ARCHAEOLOGICAL SITE OF KHELVACHAURI MUNICIPALITY (GONIO FORTRESS)

Authors

DOI:

https://doi.org/10.61671/nbcp.v15i1.45

Keywords:

Khelachauri, Gonio Fortress, Apsaros, Byzantium, Ottoman Empire.

Abstract

Gonio Fortress is an important historical, architectural and archeological site in Khelva-chauri Municipality. Its past is reflected in Greek-Latin-Georgian literary sources and in epigraphic evidences. Gonio Fortress is still the object of intensive archeological research.

Gonio is identified with the Apsaros-Apsarunt mentioned in the Classical and Byzantine sources. It is clear from the archaeological data that the settlement existed here long be­fo­re the construction of the fort. The oldest archaeological material found in the Gonio area dates back to the Early Iron Age. A mining and metallurgical center dated to the 8th-7th centuries BC was functioning in the surroundings of Apsaros. Recent discoveries confirm that this territory was inhabited in the Classical Antiquity as well. The graves of the locals of the 5th century BC were unearthed at the south gate of the fort. Economic-cultural life had been on the rise since the Hellenistic period. Evi­dence of this is the ceramic and numismatic material found in the Fortress and the surrounding area.

Apsaros, as a fortress was first referred to in the work dated to AD 77. It is not excluded that the Romans built a temporary wooden fortress in Apsaros. The construction of the stone circuit wall seems to have begun at the turn of the 1st-2nd centuries. The bath, water supply and sewage systems, ruins of barracks at the south of the gate, household areas in the south-west part of the fort, the remains of the principia in the central part are dated to the 2nd-3rd centuries AD.

Apsaros was transformed into a boarder fort from the second half of the 3rd century AD. Apsaros fortress temporarily ceased to function by the 4th century AD. Archaeological material reveals that from the middle of the 4th century AD including the first half of the 6th century AD the fort was actually abandoned.

After the 8th century AD Apsaros is not mentioned in the written sources. In the era of the strength of Georgian Kingdom, the name "Gonia" takes its place. The study of the fortress’ surroundings did not reveal any cultural deposits of the Middle Ages. It indicates that Gonio fortress had lost its former significance and the territory of the fortress was less used.

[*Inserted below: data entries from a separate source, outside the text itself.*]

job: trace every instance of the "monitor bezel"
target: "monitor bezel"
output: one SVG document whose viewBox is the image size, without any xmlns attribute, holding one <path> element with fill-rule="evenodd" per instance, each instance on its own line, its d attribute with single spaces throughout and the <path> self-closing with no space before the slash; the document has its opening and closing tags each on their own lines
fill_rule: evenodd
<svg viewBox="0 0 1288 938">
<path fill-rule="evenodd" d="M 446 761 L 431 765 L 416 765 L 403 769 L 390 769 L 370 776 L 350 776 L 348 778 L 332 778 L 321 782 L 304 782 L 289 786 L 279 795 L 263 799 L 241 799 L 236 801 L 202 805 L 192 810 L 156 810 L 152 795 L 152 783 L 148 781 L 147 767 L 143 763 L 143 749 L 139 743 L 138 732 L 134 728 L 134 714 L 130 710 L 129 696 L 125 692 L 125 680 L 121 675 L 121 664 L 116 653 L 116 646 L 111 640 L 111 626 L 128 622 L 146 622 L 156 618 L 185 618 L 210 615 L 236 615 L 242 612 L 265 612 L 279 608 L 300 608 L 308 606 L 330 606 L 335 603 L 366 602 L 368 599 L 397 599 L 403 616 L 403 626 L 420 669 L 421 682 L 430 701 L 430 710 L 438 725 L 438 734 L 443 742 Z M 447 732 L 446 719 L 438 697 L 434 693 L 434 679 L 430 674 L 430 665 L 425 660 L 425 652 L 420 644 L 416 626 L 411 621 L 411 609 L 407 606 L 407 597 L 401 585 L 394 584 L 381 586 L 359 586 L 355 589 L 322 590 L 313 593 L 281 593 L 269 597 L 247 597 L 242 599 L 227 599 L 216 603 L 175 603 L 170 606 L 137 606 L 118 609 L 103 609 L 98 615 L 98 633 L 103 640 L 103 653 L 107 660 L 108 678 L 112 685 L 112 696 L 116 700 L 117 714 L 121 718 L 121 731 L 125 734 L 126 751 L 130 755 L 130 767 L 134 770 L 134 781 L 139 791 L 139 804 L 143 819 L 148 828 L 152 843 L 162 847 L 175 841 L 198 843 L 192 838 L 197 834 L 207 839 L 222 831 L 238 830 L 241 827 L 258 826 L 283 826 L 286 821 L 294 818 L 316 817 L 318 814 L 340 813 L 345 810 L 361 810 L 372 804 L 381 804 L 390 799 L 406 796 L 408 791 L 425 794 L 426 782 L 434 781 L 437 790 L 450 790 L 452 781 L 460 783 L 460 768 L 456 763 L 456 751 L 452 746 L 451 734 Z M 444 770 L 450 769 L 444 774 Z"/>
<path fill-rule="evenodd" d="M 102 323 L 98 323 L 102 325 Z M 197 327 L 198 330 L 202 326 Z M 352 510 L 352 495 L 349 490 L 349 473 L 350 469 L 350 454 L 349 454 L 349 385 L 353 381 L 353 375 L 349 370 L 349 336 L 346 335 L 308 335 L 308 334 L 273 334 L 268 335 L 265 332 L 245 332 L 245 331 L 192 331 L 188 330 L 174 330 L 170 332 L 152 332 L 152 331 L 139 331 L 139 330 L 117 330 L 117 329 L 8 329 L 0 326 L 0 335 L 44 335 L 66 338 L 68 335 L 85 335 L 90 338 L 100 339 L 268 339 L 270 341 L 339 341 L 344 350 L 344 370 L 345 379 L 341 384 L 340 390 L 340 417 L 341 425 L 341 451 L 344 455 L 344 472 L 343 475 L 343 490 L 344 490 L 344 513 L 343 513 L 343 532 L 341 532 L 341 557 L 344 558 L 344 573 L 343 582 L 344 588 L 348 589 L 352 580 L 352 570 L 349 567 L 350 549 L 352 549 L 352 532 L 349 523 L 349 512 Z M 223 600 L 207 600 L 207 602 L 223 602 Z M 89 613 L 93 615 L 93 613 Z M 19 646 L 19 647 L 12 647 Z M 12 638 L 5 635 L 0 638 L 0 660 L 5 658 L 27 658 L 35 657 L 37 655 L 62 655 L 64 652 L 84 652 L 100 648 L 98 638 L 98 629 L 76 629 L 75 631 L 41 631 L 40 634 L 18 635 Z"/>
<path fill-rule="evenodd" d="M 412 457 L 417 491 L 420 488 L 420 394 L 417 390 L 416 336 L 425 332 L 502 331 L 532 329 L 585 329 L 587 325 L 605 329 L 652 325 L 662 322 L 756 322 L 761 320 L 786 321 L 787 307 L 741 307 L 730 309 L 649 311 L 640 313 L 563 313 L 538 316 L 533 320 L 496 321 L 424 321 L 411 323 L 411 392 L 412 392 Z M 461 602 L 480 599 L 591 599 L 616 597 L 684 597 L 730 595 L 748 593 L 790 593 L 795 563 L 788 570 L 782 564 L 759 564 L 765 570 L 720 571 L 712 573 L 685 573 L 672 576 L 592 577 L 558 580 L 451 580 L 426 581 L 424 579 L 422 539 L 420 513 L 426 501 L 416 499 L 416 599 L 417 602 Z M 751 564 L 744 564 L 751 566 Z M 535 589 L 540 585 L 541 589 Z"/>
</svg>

In the King Tamar’s epoch Gonia became part of the Trabzon Empire. In the 1290s the province of Rize-Gonia separated from Trabzon Empire and joined the Kingdom of Georgia. In 1547, the Ottomans conquered Chaneti and later the ‘small town of Gonia’. They repaired the fortress, built battlements and walkways on the walls, renewed the water supply system, built hammam on the ruins of the Roman bath and a mosque in the middle of the fortress. The Ottomans turned Gonio Fortress into an outpost to control the conquered lands and annex West Georgia. After the Russo-Turkish War of 1877-78, according to the resolution of the Congress of Berlin of 1878, Gonio was returned to Georgia together with other territories.